His biceps hurt as he continued to row. He strained his eyes to see the other side of the shore but the moonlight was too dim for the new moon was barely a sickle in the dark sky.
He stared at the crescent in the sky and wondered when the solar deity would wake up. After what seemed like eternity, the glow of dawn lit up the dark waters.
But, what was this? Was he still on this side of the shore? But he had rowed hard all night. He had not rested even for a second. How could it be so?
His tired eyes narrowed slowly on to a rope. And he realized that the boat was tied to the shore by the rope. He had rowed all night, but because of the rope, he had gotten nowhere. All his hard work had resulted into nothing.
How stupid of him to not untether the boat before getting into it! He was just where he was last night …
So too it is in life. Sometimes, we are so attached to the mundane that all efforts on the spiritual path are exercises in futility.
If we want to reach the other side of the Bhavsagar, we have to cut the ties that bind.
This story reminded me of a poem that I learnt in nursery school.
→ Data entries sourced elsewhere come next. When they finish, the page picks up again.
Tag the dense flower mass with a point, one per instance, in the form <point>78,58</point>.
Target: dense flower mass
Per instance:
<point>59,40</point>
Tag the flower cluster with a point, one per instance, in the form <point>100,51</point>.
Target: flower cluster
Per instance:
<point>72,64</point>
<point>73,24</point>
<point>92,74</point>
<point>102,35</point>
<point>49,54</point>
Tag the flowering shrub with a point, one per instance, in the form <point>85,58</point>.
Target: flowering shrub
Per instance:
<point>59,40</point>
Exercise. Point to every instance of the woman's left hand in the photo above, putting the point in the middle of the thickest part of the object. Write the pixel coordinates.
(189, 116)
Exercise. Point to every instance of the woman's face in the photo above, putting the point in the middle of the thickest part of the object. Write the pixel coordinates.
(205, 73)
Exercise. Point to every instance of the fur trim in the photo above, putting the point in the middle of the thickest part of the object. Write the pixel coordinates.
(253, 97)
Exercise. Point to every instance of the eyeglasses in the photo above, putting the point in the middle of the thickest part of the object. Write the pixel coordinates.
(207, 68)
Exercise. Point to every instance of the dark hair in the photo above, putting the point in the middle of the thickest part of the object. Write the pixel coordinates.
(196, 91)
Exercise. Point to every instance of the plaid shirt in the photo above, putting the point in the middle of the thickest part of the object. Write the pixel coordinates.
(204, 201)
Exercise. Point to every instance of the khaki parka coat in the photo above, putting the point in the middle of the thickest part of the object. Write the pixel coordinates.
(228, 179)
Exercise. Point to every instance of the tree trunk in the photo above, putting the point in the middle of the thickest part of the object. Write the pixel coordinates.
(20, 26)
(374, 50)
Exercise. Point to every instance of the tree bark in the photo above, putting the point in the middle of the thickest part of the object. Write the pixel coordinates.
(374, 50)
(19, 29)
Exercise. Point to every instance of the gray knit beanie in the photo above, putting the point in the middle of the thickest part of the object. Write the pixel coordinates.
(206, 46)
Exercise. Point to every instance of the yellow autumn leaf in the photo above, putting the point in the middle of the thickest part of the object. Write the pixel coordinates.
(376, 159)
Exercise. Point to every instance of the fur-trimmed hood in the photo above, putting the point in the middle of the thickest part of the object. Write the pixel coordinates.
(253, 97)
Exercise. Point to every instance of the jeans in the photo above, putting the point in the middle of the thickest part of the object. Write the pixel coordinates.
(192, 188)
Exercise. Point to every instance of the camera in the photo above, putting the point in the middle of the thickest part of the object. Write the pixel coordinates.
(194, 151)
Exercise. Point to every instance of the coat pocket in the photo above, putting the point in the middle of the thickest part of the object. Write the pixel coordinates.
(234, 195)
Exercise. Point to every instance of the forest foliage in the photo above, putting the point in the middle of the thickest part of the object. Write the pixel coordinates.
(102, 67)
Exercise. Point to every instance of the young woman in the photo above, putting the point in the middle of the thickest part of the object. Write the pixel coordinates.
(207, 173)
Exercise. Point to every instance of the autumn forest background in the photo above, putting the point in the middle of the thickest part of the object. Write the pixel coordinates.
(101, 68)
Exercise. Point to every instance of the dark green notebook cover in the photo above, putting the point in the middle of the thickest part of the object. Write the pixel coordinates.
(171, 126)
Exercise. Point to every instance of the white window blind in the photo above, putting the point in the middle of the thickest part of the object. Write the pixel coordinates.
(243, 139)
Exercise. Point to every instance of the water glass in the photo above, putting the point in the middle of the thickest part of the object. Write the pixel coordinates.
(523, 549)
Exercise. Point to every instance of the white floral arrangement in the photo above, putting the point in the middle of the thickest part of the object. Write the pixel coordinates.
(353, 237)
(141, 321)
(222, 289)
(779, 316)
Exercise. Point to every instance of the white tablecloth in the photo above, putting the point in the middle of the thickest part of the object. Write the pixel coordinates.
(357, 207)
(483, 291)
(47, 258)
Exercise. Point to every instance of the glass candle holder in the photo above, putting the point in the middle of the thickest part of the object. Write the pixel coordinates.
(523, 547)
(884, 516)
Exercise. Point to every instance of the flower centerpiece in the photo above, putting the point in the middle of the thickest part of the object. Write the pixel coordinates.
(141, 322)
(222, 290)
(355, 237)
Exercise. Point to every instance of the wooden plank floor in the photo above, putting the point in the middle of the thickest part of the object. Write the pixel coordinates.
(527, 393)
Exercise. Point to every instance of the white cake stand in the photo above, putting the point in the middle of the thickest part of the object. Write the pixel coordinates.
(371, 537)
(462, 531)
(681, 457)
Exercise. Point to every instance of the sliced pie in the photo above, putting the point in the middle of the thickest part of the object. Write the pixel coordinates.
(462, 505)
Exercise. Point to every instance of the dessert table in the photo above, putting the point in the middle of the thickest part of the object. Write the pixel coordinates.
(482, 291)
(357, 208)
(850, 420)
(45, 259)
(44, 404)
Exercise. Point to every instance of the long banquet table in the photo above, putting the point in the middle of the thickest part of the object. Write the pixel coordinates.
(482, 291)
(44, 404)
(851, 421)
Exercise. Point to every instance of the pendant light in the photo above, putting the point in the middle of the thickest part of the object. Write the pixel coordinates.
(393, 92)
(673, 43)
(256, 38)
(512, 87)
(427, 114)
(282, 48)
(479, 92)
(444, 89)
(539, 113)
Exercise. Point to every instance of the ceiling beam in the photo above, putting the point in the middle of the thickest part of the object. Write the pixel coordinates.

This is how it was – ‘Row, row, row your boat, gently down the stream. Merrily, merrily, merrily, merrily, life is but a dream!’
It’s alright for a child to feel that life is but a dream, but as adults, we do need to realize that the dream is going to end one day and we shall wake up to the reality. But are we prepared for it?
We have to give up our pursuit of sensory objects if we seek lasting peace and joy. Material wealth brings along with it not only joy but grief as well. Accumulation of riches and multiplication of wants only lead to alternation between joy and grief. Attachment is the root of both joy and grief; detachment is the saviour.
Baba says, “Through the process of ‘giving up’, great things can be achieved. Cultivate detachment, and the Lord will attach Himself to you.”